A. This is a common misunderstanding. I would even say it comes from assumptions rooted in modern epistemology. Modern epistemology tends to see everything in binary oppositions: you must either be for something or against it. Decolonial thought does not defend the BRICS (Brazil, Russia, India, China, and South Africa; today, after its expansion since 2024, people often speak of BRICS+), nor does it defend de-Westernization in China or Brazil.

What decolonial thought says is that this is a response to Westernization, just as re-Westernization is a response to de-Westernization. That addresses the first point: the confusion between analysis and defense. Without defending anything, decolonial thought points out—and I have not seen this said in other possible disciplinary or ideological frameworks, such as Marxism, Islamism, or liberation theology—that for the first time in five hundred years, capital and knowledge are being controlled by “people of color” (to use Sukarno’s expression in Bandung, 1955).

That is a decolonial analysis—not a defense. So the “critical position” is explicit and firmly grounded when we say that de-Westernization “disputes control of the colonial matrix of power.” In other words, we do not say that it “questions the colonial matrix of power”; we say only that it disputes who gets to make the decisions. The 2013 episode—when Russia proposed chemical disarmament in Syria while the United States was debating in Congress an intervention announced by Obama—is a good example of what de-Westernization means, both in its grandeur and in its misery.

In the years that followed, that dispute has also played out through economic, diplomatic, and technological instruments and realignments, which function as terrains of re-Westernization and de-Westernization.

Inequalities within nation-states continue and worsen (since they now also affect “developed” states), even as interstate relations become more level. Inequalities between developed and emerging countries shrink. Inequalities within both developed and emerging states grow.

It is no longer possible to think about the world through dichotomies like imperialism or revolution. In other words: de-Westernization is not equivalent to socialism. We are not in a “new” Cold War. Thinking through the complexity of the current global order—which is neither liberal nor neoliberal, neither Marxist nor neo-Marxist, neither theological nor neo-theological—is one of the contributions of decolonial thought.

Q. The economy of accumulation (capitalism, for both liberals and Marxists) is no longer imposed by Western financial institutions, but governments and their populations still end up embracing it under a kind of seduction that, in the end, leads us to development models very similar to Western ones—or at least ones that do not seem to contribute to truly alternative visions.

A. Well, that is precisely de-Westernization. And in some way it is an “alternative vision.” For those who lead and benefit from de-Westernization, it is a major shift. For example: the growth of the middle class; the fact that the material benefits of modernity are no longer the privilege of the middle class in Western Europe, the United States, and a few semi-developed countries with low-intensity middle classes, but are now benefiting growing middle classes: the Indigenous middle class in Bolivia, the Black middle class in South Africa, the middle class in China and Singapore, in India and Indonesia, and so on.

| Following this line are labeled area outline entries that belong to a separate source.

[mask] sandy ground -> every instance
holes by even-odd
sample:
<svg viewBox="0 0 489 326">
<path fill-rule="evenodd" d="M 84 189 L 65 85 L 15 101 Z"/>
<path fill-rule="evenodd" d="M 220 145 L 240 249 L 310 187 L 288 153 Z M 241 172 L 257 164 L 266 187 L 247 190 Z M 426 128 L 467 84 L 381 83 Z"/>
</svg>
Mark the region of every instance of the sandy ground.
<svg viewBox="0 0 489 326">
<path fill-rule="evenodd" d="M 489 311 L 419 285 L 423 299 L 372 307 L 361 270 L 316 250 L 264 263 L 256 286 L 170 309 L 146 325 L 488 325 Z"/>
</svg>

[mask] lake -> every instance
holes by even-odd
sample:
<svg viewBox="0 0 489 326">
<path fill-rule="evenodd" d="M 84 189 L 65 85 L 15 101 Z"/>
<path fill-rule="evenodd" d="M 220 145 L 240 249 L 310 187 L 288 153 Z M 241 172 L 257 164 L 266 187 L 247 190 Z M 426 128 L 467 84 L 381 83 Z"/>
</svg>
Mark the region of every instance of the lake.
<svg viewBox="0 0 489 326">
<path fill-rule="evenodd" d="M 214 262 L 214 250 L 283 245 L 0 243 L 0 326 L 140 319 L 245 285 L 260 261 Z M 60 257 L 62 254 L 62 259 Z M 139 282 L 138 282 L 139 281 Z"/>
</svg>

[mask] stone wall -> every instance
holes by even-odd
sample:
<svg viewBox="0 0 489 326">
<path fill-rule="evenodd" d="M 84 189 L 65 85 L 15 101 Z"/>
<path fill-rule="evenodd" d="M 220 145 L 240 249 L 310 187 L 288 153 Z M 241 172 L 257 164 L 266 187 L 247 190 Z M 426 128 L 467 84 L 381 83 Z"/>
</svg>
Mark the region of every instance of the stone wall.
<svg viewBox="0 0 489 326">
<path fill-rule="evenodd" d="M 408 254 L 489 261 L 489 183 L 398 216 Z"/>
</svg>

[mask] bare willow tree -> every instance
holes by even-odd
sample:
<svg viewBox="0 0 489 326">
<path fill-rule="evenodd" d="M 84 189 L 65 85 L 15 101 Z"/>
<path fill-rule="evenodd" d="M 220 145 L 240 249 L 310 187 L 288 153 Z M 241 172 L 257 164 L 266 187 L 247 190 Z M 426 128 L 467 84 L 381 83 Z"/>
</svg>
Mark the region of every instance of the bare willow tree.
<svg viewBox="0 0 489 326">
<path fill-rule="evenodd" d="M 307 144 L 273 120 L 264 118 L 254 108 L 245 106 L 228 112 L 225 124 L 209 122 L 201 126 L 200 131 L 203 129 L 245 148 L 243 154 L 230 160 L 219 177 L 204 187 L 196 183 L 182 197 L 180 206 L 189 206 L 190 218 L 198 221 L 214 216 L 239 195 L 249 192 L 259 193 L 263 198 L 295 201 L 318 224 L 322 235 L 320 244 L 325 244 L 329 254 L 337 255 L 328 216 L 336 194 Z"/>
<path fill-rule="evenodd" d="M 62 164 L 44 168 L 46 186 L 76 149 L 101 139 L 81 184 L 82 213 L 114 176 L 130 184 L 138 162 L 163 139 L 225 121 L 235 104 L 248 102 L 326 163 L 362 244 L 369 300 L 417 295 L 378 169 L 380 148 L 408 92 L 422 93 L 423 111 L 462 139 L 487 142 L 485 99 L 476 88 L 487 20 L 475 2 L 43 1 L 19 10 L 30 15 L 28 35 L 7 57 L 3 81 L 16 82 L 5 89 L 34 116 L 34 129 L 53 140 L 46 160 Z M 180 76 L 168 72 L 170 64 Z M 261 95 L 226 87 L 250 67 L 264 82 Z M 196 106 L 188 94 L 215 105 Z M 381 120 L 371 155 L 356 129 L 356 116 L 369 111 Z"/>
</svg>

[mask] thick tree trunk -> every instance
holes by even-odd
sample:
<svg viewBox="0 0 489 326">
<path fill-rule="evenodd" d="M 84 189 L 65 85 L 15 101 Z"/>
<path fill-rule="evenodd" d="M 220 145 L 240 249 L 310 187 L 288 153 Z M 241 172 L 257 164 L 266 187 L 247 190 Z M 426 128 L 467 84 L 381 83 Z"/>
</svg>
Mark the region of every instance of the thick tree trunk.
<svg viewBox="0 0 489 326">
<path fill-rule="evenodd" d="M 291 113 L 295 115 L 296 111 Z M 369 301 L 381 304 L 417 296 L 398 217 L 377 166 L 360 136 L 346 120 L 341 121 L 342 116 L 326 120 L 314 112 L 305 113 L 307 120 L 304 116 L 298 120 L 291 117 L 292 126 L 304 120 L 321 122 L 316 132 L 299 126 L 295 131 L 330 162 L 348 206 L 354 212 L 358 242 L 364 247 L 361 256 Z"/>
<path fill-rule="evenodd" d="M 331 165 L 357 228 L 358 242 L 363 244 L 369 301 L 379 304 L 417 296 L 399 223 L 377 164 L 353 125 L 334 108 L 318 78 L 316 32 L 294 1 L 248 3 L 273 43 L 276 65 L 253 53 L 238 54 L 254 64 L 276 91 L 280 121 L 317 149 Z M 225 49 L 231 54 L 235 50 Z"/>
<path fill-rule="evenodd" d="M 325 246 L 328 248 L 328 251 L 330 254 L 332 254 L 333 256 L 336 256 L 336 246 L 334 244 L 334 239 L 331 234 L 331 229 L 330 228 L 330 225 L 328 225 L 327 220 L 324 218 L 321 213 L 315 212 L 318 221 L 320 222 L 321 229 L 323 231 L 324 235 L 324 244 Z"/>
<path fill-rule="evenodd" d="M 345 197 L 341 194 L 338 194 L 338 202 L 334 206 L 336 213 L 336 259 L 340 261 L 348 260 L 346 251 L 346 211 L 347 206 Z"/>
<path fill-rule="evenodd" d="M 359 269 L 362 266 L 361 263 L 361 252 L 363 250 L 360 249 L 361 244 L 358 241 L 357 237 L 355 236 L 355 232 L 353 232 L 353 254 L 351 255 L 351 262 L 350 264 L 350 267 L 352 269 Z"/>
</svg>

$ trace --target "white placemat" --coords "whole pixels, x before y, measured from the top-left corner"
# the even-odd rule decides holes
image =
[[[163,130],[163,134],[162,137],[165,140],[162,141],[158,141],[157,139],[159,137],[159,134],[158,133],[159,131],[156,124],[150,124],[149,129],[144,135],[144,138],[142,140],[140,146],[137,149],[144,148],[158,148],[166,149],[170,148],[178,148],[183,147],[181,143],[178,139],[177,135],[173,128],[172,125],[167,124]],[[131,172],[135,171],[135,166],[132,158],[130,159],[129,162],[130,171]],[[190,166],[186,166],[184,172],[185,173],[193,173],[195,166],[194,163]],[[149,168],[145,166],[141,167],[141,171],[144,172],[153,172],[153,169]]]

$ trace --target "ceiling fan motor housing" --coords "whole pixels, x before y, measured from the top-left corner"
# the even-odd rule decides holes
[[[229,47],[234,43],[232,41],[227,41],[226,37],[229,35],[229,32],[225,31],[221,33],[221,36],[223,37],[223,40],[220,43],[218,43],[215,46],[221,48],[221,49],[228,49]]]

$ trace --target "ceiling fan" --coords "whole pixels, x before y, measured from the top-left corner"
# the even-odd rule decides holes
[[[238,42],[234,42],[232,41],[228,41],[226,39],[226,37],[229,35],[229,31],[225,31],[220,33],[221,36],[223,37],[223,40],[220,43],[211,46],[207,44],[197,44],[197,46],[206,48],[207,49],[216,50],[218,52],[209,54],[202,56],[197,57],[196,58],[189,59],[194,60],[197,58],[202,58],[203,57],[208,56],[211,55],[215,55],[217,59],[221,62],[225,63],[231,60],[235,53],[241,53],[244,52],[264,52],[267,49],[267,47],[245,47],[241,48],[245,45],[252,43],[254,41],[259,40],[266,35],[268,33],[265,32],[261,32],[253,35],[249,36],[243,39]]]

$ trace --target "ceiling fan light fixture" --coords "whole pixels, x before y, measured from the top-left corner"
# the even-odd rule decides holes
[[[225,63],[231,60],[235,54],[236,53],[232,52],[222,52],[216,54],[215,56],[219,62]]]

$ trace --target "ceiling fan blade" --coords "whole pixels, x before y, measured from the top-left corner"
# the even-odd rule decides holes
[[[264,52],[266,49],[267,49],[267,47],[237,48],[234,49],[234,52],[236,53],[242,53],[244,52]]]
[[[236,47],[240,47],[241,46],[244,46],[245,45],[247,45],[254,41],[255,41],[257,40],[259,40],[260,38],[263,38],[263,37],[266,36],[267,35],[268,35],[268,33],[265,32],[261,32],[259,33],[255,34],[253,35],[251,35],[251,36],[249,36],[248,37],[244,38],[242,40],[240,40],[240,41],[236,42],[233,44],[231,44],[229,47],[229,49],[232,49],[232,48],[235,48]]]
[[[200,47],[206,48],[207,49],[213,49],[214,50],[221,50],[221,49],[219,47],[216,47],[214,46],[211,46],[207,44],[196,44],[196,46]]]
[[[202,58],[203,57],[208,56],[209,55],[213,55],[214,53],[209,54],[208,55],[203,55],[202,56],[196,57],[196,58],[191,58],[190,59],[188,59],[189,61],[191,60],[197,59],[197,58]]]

It is not an alternative vision in the decolonizing sense, but it is an alternative vision in the sense of de-Westernization: independence from the West through capitalism and through strong states that the West would rather eliminate so that the “free market” can benefit Western corporations and states. That is what happened for five hundred years. De-Westernization keeps the economy of accumulation in place but introduces enormous changes into the world order. Ignoring those changes while waiting for a uniform, redemptive vision for everyone is an illusion that decolonial thought breaks away from, just as it breaks away from both re-Westernization and de-Westernization.